Quest’anno siamo andati ad Oies, in Val Badia (BZ), per conoscere un suo concittadino illustre: il religioso Verbita San Giuseppe Freinademetz. Missionario in Cina, ha dedicato quasi 30 anni all’attività apostolica e missionaria. Quando siamo arrivati in questa piccola cappella per la celebrazione Eucaristica, siamo stati accolti da un piccolo gruppo di signore che pregavano il rosario nella lingua locale (ladina). Si tratta di una cappella semplice, il soffitto è fatto di legno: ha un aspetto molto familiare, è un luogo che trasmette una pace interiore e si "respira" la missione. Un po’ alla volta, sono arrivate anche alcune persone della zona: ma soprattutto i pellegrini, che venivano dalla montagna per fare una sosta e recitare una preghiera.

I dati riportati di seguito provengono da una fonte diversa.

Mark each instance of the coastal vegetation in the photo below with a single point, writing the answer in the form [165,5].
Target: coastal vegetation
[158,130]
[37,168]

Per noi saveriani questa visita è stata molto significativa. Ci ha permesso di conoscere da vicino la storia di un santo missionario. Un uomo che si è distinto per le sue doti legate alla testimonianza e alla preghiera costante. Ha affrontato la sua vita con grande impegno pastorale, superando difficoltà di ogni tipo: linguistiche, ma anche culturali (è stato perseguitato, come tutti gli altri missionari). Come non ricordare gli inizi della nostra famiglia missionaria e la visita fatta dal nostro santo Fondatore ai suoi missionari in Cina? La missione è vita, ma anche la bellezza di andare oltre. “È un mandato che ci tocca da vicino: io sono sempre una missione; tu sei sempre una missione; ogni battezzato è una missione” (papa Francesco).